Воин аквилы - страница 38
– Вещи и люди не главное?! Так а что же тогда? Ох, декурион, я уже боюсь и представить это… Ну же, не тяни с ответом, говори!
– Порой, Гай, ценность небольшого клочка папируса может быть намного больше, чем десятки человеческих жизней, отданных ради него. Намного больше. Вот и у меня, а впрочем, у всех нас был основной приказ доставить лично тебе в руки вот этот хорошо запечатанный уцелевший секретный и важный свиток. Я не знаю, что там написано. Но я точно знаю, что за его сохранность отдали свои жизни, помимо собственно самого хранителя сего папируса либрария Ремуса Винния, ещё больше дюжины как молодых, так и уже закалённых в боях славных римских воинов. Да прибудут в падшие души их мир и спокойствие! Держи свиток, центурион, и знай, что приказ Рима нами отныне, считай, выполнен! Осталось лишь самое малое – доставить людей в форт.
– О боги! Да, дорогой же, однако, ценой стала обходиться империи общность крепостей и поселений на не столь гостеприимных землях. Хотя если на всё это посмотреть с совершенно другой стороны, то солдаты в составе вашей колоны ведь догадывались же, а многие, верно, и знали, в какие злачные места им предстоит держать путь. Ведь так, декурион?! То-то. Но это утверждение нисколечко не может лишить их заслуженных почестей. Мира и спокойствия вам, верные сыны Рима! Мира и спокойствия! Что же, молодые и отважные командиры, мы уж и так вдоволь здесь засиделись. Дельные беседы можно продолжить и в крепости. Так что предлагаю нам всем проследовать в форт, тем более до него уже недалеко осталось. Восполните там силы, отдохнёте, и я уверен, ваши заметно истощившиеся тело и дух вновь воспрянут.
– Благодарим тебя, центурион, за теплоту гостеприимства! Но вот только что ты прикажешь делать с убитыми и ранеными варварами? – вскользь окинув место сечи и затем остановив заметно похолодевший взор на продолжающем извергать спокойствие и выдержанность лице Гая Кация, строго подметил декурион.
– Убитых нужно будет захоронить отдельно от наших павших соотечественников.
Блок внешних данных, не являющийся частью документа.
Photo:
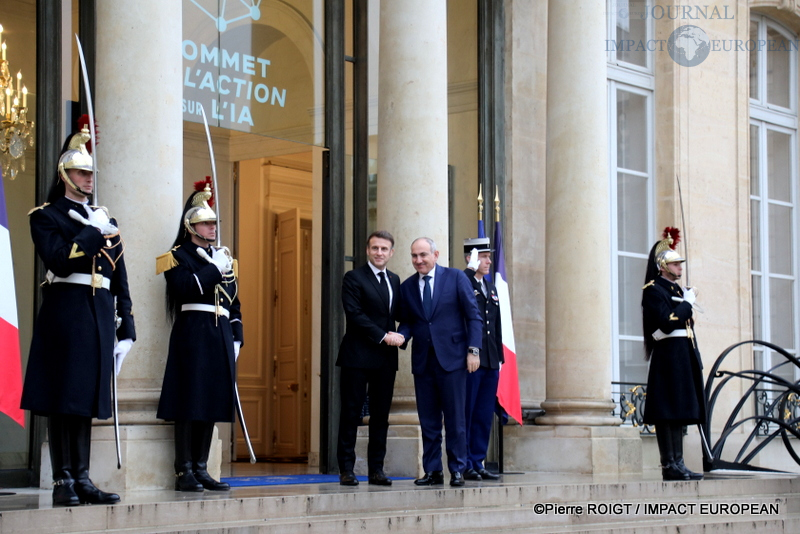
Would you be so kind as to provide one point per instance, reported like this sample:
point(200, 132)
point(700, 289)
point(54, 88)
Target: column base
point(596, 450)
point(148, 454)
point(403, 451)
point(578, 412)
А вот раненых, кто будет в состоянии говорить по возможности дельно, допросить и вместе с остальными оставить здесь живыми, не добивая. Я уверен, их с первыми же сгустившимися сумерками заберут свои соплеменники. Вот таков будет мой наказ, касающийся нашего израненного и павшего врага.
– Да вот в том-то и дело, что врага! И как в этом случае, центурион, вообще возможна такая наполненная до краёв ниша цивилизованной гуманности?! Ты что же думаешь, Гай, окажись мы в их ситуации, варвары снисходительную добродетель в отношении всех нас тоже проявили бы?
– Да, декурион, они наши кровные враги. Я согласен с этим! И я без излишних споров соглашусь и с твоим утверждением, указывающим на явную бесполезность пощады с ответной стороны для всех нас, если бы мы оказались вдруг на их месте. Но, предаваясь чрезмерной ненависти и злости, не нужно забывать, Максиан, ещё и об одном немаловажном моменте, говорящем о том, что мы ведь римляне. Да, многие покорённые нами народы считают нас завоевателями и колонизаторами, сеющими только злые посевы разврата и рабства, при этом забывая о благах цивилизации и культуре, им этими же самыми захватчиками привнесённые. Декурион, если вот так, по животному поддаваясь ненавистному чувству мщения, мы сейчас добьём всех этих раненых, то чем же мы тогда, собственно, станем отличаться, от всех тех, иных, кого мы презрительно именуем варварами? Где в наших душах тогда закрепится грань, отделяющая свет морали от дикости тьмы? А её попросту не будет, она сотрётся, без шума и следа постепенно утопив в бездушной бездне ещё и частицы мирного сосуществования. Ведь от зла, отвечающего назло, больше мирных людей и племён не станет. Надеюсь, ты немножечко меня понял, Максиан. Давай-ка ступай и передай на время остающимся здесь солдатам мой приказ! И после этого будем выдвигаться! – растерев чуть отёкшие от недвижимости руки и ноги, промолвил центурион, попутно приласкав своего заскучавшего жеребца.